The Sense of an Ending by Julian Barnes

Posted on: May 03, 2012

The Sense of an Ending by Julian Barnes

Previously published in Dawn Books & Authors. 

Writer Julian Barnes once called the Booker Award ‘posh bingo’. He’s probably changed his mind since winning the prize this year for his fourteenth novel, The Sense of an Ending, a compact little book about one man’s reflection on his life – what critics have called a ‘meditation on ageing’. In another writer’s hands this may have been boring, but Barnes is quite a veteran when it comes to writing about the human condition, and this book is a subtle, clever little thing. It isn’t, as it first appears, just 150 pages of tedious geriatric introspection. ‘I had not wanted life to bother me too much,’ says Barnes’ protagonist Tony Webster, but luckily, life has a way of not listening.

 

Tony recounts his youth as spent with a small group of close friends, each of them ‘book-hungry, sex-hungry, meritocratic, anarchistic’. A newcomer in their midst makes them realise that all sixth form English school boys are not equal, and that their new friend Adrian is far smarter, more sensitive and mature than them. The boys grow up, grow apart and years later Tony finds that he has inheritedAdrian’s diary from a rather strange source. Barnes is deft at making Tony just staid enough for the reader to feel safe within his narration, but very soon indications that this is a classic case of the unreliable narrator arise. Tony, it seems, hasn’t been telling the entire truth all this time. In fact, he’s been fairly economical with it, and when Tony points out as a student that history is written by the victor, Adrian goes further to quote the French historian Patrick Lagrange: ‘history is that certainty produced at the point where the imperfections of memory meet the inadequacies of documentation’. This description comes up twice in the book – there’s no chance any one would miss the point.

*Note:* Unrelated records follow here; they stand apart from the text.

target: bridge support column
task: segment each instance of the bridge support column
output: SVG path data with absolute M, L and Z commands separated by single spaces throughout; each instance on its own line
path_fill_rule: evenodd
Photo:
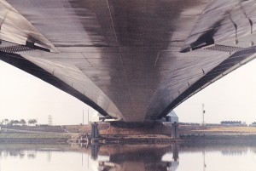
M 172 124 L 172 138 L 173 139 L 178 139 L 179 134 L 178 134 L 178 124 L 175 122 L 174 123 Z
M 98 123 L 91 123 L 91 139 L 99 138 L 99 130 L 98 130 Z

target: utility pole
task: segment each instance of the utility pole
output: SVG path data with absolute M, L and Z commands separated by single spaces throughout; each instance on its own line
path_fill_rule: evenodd
M 83 125 L 84 125 L 84 109 L 83 109 Z
M 202 112 L 202 125 L 204 126 L 206 124 L 205 123 L 205 113 L 206 113 L 206 111 L 204 109 L 205 107 L 205 105 L 204 104 L 201 104 L 201 112 Z
M 87 121 L 88 121 L 88 125 L 89 125 L 89 107 L 88 107 L 88 112 L 87 112 Z

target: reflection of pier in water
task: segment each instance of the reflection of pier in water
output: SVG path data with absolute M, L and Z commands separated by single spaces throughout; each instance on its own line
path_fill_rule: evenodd
M 95 154 L 96 149 L 91 146 L 91 154 Z M 97 150 L 99 157 L 102 157 L 108 158 L 105 161 L 98 157 L 100 171 L 174 171 L 178 167 L 178 146 L 176 145 L 104 145 Z M 172 159 L 163 161 L 163 156 L 171 152 Z

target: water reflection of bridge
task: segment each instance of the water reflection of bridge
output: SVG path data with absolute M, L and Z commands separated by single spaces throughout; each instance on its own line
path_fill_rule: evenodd
M 163 159 L 166 153 L 172 153 L 172 158 Z M 106 161 L 98 159 L 100 171 L 174 171 L 179 164 L 176 145 L 105 145 L 99 148 L 98 155 L 109 157 Z

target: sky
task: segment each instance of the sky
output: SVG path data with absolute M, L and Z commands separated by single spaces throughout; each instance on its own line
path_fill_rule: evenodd
M 256 121 L 256 60 L 188 99 L 174 111 L 183 123 Z M 38 119 L 40 124 L 87 123 L 96 111 L 68 94 L 0 60 L 0 121 Z

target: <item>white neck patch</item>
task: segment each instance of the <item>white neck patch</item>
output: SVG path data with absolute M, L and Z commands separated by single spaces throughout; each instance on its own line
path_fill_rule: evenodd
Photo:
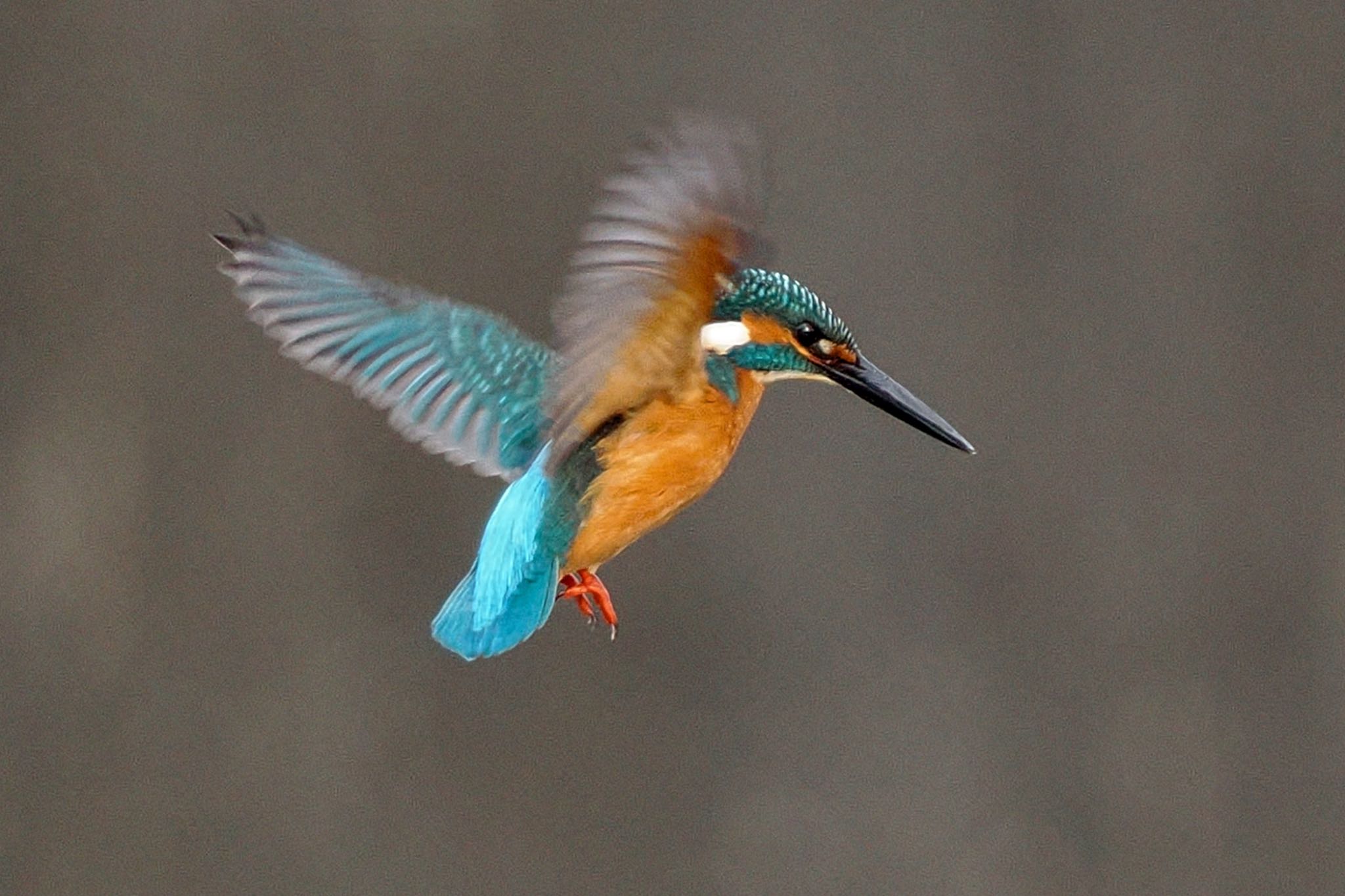
M 701 348 L 716 355 L 725 355 L 751 341 L 752 334 L 742 321 L 714 321 L 701 328 Z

But the person who does miss the point, again and again, is Tony himself. Not just is his an unreliable narrative, he is also incapable of recognizing what Barnes’ readers may well pick up on much earlier. In all his talk about memory, mortality and his sense of no regret, there is many a point when he is asked ‘you just don’t get it, do you?’ Tony’s inability to see further than his own version of the past is frustrating, not just to other characters but to the reader as well. That is what eventually makes him interesting – for a man who thinks he has everything sorted, he really is living with huge inadequacies of documentation.

Although Tony is eventually found to be unreliable, he is still a well defined character. In fact that may be what tricks the reader into never questioning anything he says, in perhaps even missing some of the doubts Barnes places on Tony’s version of the past. How can a man who is this open about his life be hiding information? More importantly, why would he? Questions arise when Barnes’ introduces Victoria, Tony’s college girlfriend who is quite possibly the single most frustrating character of 2011. What is particularly interesting is that Barnes’ treatment of Tony has been such that a reader would be quicker annoyed byVictoriathan by the man who ‘just doesn’t get it’.

Barnes’ skill as a writer is most obvious in the very readability of The Sense of an Ending (readability being a large factor in this year’s nominees for the Booker), but it is also obvious in his subtlety. This book is small, quiet, reflective and sensitive – it is understated and will never shout out what it needs to say. Barnes lets his readers question whether Tony’s ‘instinct for self-preservation’ harmed others or damaged him. As Tony asks, ‘[Y]ou might even ask me to apply my ‘theory’ to myself and explain what damage I had suffered a long way back and what its consequences might be: for instance, how it might affect my reliability and truthfulness.’ Of course, even he’s not sure how he could answer this at all.